Computational fluid dynamics simulate material flows to assess everything from aerodynamics to heat transfer.
Computational fluid dynamics, or CFD, is a process that incorporates physics-based models and numerical methods to simulate material flows. Most CFD computer-aided engineering (CAE) simulations are governed by the Navier–Stokes equations. Colloquially, the term CFD can also denote a specific fluid-based simulation, result or software.
CFD simulations have various engineering applications. External CFD models are frequently used to supplement, inform or replace physical wind tunnel and aerodynamic testing in the aerospace and automotive sectors. Internal CFD simulations are also used by these industries to help design and optimize the fuel flows, exhaust fumes or internal combustions associated with a vehicle’s engine. CFD simulations can also model mixing, heat transfer, chemical reactions and any other phenomena that include the flow of gases and/or liquids.
How to do CFD?
CFD analysis is typically done using 3D multiphysics software. Leading commercial suppliers include Ansys, Altair, Siemens Digital Industries Software, Dassault Systèmes, Autodesk, PTC, COMSOL and Hexagon. However, popular open source CFD software options also exist; OpenFOAM is one of the most prominent.

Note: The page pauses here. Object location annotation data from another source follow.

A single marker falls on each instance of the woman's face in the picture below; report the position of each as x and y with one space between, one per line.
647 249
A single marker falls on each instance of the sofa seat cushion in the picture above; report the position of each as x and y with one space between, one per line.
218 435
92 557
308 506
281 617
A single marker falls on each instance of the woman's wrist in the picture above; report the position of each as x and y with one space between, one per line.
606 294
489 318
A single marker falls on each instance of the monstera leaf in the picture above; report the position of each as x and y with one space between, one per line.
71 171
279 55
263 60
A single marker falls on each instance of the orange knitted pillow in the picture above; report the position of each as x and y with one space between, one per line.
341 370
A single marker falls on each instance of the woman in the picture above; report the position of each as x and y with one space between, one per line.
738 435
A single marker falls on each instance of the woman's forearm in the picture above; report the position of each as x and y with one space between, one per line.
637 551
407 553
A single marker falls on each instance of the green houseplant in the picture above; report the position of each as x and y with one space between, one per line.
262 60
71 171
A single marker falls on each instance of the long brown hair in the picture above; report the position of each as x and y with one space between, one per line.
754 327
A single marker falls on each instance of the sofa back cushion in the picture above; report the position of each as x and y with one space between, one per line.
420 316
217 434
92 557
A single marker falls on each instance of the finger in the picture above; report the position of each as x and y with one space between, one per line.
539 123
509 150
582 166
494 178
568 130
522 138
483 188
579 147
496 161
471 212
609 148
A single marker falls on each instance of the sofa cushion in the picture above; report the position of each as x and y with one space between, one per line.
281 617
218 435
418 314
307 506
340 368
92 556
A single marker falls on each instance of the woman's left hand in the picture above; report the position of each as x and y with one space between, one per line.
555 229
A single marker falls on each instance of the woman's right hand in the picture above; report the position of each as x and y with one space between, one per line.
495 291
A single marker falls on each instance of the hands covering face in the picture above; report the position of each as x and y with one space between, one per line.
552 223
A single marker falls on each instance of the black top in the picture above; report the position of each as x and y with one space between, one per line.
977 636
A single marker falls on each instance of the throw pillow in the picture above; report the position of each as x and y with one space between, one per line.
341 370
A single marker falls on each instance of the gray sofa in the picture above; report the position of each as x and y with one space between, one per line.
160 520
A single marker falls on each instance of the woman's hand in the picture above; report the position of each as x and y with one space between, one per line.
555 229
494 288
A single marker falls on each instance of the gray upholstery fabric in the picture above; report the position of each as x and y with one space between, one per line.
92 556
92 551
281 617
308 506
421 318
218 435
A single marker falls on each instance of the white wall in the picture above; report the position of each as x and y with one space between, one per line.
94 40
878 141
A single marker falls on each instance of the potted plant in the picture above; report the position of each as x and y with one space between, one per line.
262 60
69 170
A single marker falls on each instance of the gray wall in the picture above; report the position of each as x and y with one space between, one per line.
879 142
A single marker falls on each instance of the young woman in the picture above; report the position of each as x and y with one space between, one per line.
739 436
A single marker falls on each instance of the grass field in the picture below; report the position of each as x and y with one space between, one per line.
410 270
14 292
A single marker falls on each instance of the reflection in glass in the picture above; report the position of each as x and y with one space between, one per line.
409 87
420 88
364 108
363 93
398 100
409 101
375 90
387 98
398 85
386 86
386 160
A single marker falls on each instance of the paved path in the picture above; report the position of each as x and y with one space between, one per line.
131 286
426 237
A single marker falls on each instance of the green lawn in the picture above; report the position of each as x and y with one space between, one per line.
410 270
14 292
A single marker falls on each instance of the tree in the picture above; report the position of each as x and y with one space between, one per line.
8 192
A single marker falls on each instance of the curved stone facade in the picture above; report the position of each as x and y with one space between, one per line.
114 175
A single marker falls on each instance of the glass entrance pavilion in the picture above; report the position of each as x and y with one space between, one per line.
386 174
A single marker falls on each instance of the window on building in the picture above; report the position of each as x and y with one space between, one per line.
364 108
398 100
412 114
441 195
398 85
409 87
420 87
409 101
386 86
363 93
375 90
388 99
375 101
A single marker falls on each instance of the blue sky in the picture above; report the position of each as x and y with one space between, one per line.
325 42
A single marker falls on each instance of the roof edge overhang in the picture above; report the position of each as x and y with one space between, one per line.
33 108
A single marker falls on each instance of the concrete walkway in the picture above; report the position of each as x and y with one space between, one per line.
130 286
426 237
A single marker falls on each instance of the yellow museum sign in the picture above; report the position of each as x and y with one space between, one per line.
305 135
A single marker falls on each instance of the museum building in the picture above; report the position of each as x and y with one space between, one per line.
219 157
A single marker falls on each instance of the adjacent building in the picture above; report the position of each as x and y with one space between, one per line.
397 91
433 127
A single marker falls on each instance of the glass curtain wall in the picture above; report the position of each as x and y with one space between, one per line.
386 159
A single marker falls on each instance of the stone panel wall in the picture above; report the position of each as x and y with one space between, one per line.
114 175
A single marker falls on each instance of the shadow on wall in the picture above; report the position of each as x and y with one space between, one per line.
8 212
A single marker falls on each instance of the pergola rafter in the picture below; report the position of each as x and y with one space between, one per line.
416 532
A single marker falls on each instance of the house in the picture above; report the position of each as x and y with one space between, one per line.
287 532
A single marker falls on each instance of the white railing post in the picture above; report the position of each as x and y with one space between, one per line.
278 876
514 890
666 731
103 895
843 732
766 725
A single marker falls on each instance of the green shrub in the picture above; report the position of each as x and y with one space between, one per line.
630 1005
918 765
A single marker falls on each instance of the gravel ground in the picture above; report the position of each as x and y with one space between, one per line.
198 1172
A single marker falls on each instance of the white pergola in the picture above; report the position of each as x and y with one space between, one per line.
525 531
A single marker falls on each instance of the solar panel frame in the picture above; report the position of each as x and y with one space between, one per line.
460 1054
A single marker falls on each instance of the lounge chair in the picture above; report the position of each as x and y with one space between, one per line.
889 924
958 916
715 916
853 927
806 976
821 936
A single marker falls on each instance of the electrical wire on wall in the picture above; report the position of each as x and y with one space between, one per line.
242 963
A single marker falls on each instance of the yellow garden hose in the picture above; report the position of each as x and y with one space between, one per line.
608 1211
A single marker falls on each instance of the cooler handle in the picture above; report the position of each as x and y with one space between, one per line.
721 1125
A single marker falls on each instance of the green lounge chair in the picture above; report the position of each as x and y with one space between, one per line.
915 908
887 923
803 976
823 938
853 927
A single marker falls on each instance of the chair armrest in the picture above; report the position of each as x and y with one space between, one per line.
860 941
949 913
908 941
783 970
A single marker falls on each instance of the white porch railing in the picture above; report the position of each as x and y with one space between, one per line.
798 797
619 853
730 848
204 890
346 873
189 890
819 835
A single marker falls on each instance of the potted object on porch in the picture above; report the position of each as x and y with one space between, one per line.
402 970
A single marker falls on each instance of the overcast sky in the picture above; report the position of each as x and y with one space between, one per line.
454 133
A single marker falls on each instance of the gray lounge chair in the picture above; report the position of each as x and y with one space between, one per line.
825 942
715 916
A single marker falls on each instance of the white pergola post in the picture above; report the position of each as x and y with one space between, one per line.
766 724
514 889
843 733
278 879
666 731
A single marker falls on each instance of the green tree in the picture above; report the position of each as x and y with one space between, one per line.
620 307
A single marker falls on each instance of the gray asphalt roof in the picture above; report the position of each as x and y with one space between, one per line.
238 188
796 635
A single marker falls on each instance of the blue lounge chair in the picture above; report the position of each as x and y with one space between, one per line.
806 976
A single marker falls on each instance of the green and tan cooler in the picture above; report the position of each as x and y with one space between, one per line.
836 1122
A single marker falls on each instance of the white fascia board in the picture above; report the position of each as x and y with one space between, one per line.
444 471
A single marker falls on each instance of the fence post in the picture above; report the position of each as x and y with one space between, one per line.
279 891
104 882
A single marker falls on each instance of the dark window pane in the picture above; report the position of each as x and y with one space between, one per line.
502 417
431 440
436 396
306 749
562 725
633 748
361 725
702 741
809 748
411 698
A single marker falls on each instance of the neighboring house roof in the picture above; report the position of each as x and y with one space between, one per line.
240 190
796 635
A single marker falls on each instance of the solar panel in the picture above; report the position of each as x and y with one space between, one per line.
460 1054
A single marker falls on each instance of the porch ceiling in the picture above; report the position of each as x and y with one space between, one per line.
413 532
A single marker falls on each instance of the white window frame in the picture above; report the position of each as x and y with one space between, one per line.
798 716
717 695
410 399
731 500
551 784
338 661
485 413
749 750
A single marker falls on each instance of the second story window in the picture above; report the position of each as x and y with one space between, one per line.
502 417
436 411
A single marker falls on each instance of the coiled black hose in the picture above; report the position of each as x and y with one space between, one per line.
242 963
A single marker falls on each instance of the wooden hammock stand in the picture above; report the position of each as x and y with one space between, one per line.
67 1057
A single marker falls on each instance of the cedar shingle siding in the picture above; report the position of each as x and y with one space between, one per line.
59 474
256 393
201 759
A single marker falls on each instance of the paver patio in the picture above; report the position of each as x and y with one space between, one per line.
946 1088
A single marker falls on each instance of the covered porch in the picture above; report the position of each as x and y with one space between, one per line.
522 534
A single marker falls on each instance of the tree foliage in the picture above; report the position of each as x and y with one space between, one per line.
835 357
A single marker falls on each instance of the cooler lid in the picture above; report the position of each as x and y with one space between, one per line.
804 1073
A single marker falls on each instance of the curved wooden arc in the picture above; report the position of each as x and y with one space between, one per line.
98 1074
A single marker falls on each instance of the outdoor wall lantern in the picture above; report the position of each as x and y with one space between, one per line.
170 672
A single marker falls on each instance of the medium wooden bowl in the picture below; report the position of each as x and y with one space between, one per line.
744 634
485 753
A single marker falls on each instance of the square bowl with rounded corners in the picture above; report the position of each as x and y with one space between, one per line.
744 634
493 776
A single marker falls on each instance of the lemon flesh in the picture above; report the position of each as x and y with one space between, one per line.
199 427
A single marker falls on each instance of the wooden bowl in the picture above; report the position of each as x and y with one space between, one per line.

The first step to complete a 3D CFD simulation is to input the test geometry from computer-aided design (CAD) software. Tools within the simulation software, or third-party options, pre-process the geometry by filling in unintended gaps and simplifying complex shapes that will increase computations without affecting results. A flow field is then selected to be either internal to the geometry, or external. When an external flow field is selected, the user must also denote how far from the input geometry the fluid flow will be calculated. Initial conditions, flow models and materials properties are then input into the software.
Engineers using CFD simulations must pay close attention to the flow models selected, particularly when dealing with turbulent flows. This is because different turbulent models may be better suited to various applications, geometries, fluids, flow volumes, scales and internal/external flow fields.
The geometry is then typically meshed into smaller discrete cells to break the problem down into smaller parts—as is typically done with other numerical-methods‒based 3D simulations. In these smaller, well-defined regions it is easier to assign and solve the governing equations of the simulation.
These inputs are then passed onto a computer algorithm, often called the CFD solver, to iterate the computations until their results converge to an answer. Tools within the simulation software, or external third-party options, are then used to post-process the results into flow diagrams, charts, geometries and reports.
Why are CFD simulations important to engineering?
CFD simulations were traditionally done at the end of a product’s development as one of many means to verify designs. However, CFD is being used increasingly often throughout a product’s lifecycle.
CFD simulations can be performed early in development to test the feasibility of a design. Engineers can then use CFD simulations to iterate on these designs, explore the design space or optimize a product to a particular configuration.
CFD simulations are also being used after product development to optimize user experiences. For example, a manufacturing plant might use a simplified CFD simulation as a part of a digital twin. Sensors, from within a real-world asset, can sample processes on the production line. CFD simulations can then use those readings as inputs to assess the health of assets, improve performance, predict maintenance issues or inform the original design team of unexpected use cases and environments. At this point the CFD simulation, with the help of the sensor data, becomes a digital twin of the physical asset.